The Jakarta Post, Jakarta Wed, 10/19/2011 7:29 AM
As many as 19 Indonesian boys have returned home after being released from prison in Australia.
They had been detained for their alleged involvement in helping illegal immigrants land on Australian territory.
Foreign Minister Marty Natalegawa said that some 40 other Indonesian children were still waiting for completion of their age-verification process before being freed from jail.
Under an Australian federal government policy, suspects under 18 years old should not be charged with people smuggling and should be sent home immediately. “Nineteen children have been returned to [Indonesia]: seven from Christmas Island and 12 from [mainland] Australia,” Marty told the House of Representatives on Thursday as quoted by detik.com news portal.

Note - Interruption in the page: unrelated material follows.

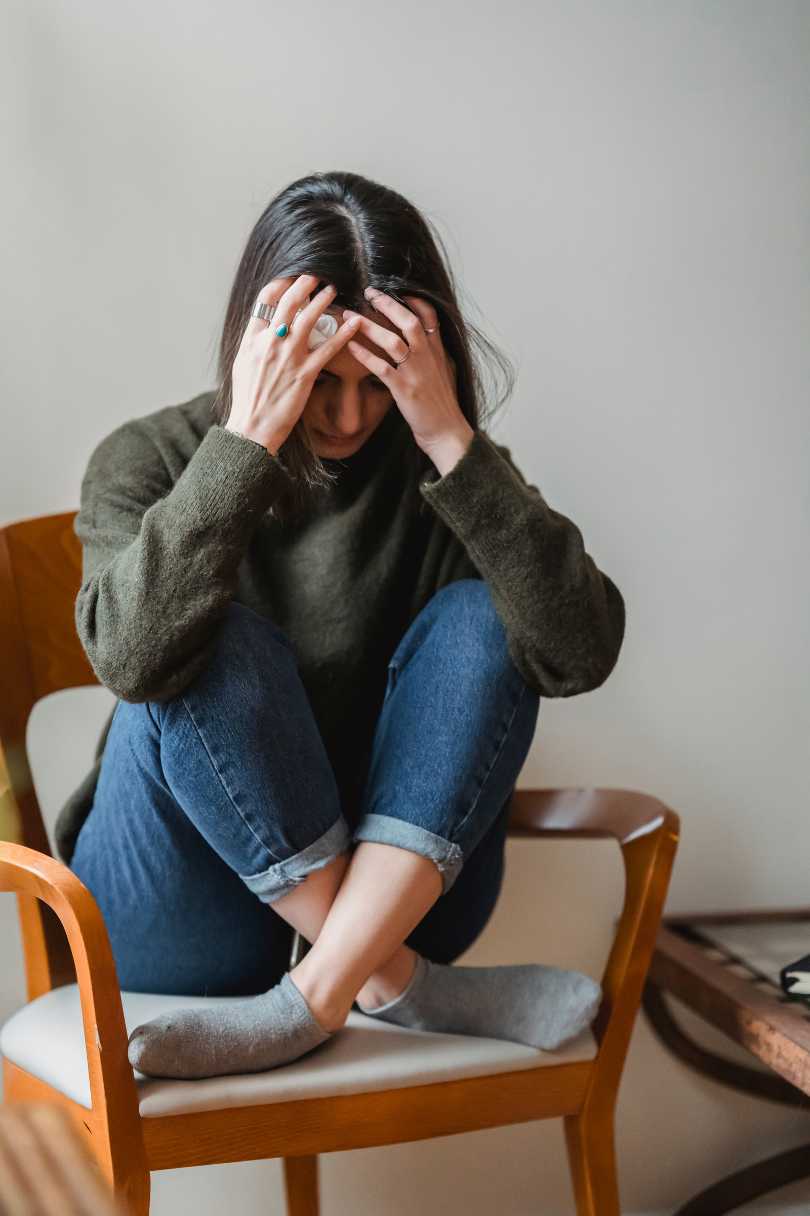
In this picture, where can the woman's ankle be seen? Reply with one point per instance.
(388, 981)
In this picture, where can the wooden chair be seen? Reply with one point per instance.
(335, 1099)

“There are still 40 others who are waiting for verification of their status as children.” He said that all those who appeared to be children should be removed from adult jails while awaiting age verification — an agreement he said that he and his Australian counterpart Kevin Rudd had reached.

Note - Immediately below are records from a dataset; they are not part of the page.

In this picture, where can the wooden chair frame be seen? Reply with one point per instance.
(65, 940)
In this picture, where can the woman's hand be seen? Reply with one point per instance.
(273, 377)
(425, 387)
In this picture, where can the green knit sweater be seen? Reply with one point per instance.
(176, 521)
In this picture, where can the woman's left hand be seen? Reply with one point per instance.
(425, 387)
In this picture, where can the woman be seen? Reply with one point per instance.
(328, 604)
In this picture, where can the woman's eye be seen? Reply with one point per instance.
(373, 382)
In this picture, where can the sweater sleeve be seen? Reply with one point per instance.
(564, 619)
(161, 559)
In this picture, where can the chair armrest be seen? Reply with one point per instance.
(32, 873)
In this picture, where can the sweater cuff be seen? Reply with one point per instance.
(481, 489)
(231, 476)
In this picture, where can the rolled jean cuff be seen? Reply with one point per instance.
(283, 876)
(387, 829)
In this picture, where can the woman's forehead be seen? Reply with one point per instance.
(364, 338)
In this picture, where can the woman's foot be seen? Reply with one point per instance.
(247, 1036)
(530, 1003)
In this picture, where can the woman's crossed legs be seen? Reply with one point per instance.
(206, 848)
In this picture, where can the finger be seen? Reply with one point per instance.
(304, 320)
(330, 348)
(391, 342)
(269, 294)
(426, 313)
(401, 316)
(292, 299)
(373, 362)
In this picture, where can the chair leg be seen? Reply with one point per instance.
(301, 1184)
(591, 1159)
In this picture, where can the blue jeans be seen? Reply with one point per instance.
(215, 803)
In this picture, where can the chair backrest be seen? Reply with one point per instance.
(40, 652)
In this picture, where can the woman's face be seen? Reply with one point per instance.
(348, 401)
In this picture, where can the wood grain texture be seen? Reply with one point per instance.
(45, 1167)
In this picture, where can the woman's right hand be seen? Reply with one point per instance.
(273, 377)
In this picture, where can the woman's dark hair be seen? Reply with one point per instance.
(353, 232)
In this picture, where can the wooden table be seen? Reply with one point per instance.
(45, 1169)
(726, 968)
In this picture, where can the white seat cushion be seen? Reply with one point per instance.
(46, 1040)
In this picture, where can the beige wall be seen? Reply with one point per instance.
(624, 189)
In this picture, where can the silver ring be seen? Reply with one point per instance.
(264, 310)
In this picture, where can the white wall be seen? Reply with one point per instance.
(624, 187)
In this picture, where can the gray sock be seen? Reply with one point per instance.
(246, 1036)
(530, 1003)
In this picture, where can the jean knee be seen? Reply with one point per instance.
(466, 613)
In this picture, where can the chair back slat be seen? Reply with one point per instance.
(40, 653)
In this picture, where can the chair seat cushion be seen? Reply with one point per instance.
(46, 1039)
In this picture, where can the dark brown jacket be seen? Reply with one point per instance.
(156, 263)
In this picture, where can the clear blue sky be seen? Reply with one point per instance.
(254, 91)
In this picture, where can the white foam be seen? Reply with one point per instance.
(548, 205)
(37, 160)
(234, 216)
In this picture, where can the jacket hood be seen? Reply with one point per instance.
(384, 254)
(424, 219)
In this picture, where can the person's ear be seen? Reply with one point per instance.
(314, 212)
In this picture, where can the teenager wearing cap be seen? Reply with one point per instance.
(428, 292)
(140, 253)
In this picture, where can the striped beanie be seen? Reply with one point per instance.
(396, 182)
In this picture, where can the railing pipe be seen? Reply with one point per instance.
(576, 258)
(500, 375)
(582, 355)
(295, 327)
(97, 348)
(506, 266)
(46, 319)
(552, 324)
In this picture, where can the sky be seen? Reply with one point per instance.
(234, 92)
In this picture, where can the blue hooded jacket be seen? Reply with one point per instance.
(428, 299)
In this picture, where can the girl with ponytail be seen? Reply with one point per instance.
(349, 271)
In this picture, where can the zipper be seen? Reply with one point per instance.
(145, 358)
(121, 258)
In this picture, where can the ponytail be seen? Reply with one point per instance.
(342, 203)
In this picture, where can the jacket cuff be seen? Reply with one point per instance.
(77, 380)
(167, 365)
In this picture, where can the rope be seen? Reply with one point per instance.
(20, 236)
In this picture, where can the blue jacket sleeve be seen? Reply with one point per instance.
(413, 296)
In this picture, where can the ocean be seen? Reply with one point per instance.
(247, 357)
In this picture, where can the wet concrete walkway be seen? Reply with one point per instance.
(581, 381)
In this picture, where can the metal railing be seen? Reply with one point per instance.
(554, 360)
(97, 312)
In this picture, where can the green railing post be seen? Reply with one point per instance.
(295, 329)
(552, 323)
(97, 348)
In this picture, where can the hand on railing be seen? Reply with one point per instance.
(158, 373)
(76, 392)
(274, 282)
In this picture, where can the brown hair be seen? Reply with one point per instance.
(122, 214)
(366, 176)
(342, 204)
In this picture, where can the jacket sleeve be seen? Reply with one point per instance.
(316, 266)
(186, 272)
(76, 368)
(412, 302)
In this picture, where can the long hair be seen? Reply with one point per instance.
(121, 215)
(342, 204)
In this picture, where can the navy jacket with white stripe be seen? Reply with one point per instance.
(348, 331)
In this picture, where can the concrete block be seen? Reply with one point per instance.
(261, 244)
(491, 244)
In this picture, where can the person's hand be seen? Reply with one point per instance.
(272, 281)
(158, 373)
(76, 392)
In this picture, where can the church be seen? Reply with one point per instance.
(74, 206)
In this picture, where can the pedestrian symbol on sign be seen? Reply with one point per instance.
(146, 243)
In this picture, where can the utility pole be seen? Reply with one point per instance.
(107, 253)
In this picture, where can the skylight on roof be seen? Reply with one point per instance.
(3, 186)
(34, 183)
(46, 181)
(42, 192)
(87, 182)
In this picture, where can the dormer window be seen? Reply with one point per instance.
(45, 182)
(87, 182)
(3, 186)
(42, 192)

Contrary to Marty’s claim, human rights campaigners in Australia said that nearly 100 Indonesian boys were still being held in Australian prisons awaiting prosecution for people smuggling, ABC News reported.
Critics said that Australian Prime Minister Julia Gillard’s administration seemed to apply double standards when it came to the treatment of minors in prison.

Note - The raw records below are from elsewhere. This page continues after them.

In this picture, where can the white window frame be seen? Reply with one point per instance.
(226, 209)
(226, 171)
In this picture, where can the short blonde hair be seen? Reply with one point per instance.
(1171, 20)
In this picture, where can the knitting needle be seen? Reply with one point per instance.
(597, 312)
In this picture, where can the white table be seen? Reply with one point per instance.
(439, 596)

Criminal-defense lawyer and human-rights campaigner Edwina Lloyd said, as quoted by ABC News, that the Australian government paid high-level attention to a 14-year-old Australian boy who was under arrest in Bali on drugs charges.
“The Australian boy is arrested in Bali and suddenly it’s all action stations for the government, Julia Gillard making personal phone calls to this young boy in a police cell in Indonesia,” Lloyd said.
“But what about the nearly 100 children who are languishing for years in our jails?”
She said that many of the boys were from villages where birth-certificate documentation did not exist.
“No child anywhere around the world should be in an adult jail,” she said.
“The Australian Federal Police should be using their resources to contact the families of these young Indonesians in Indonesia and obtain affidavits or some other evidence of their age from the families.”
Another lawyer who provides legal aid to Indonesian children arrested in Australia, Mark Plunkett, said that the Indonesian Consulate General in Sydney and the Indonesian Embassy in Canberra had tried hard to rescue those who were more likely to be children, but that Australian police had been “negligent” by not looking for affidavit evidence, such as birth certificates, to prove whether those arrested were children.
“In the old days, police would send them home, but now they are arresting and convicting them. They put them in jail,” Brisbane-based Plunkett told The Jakarta Post over the phone.
(and about "bloody time" too, says old Kesas in his best Australian!)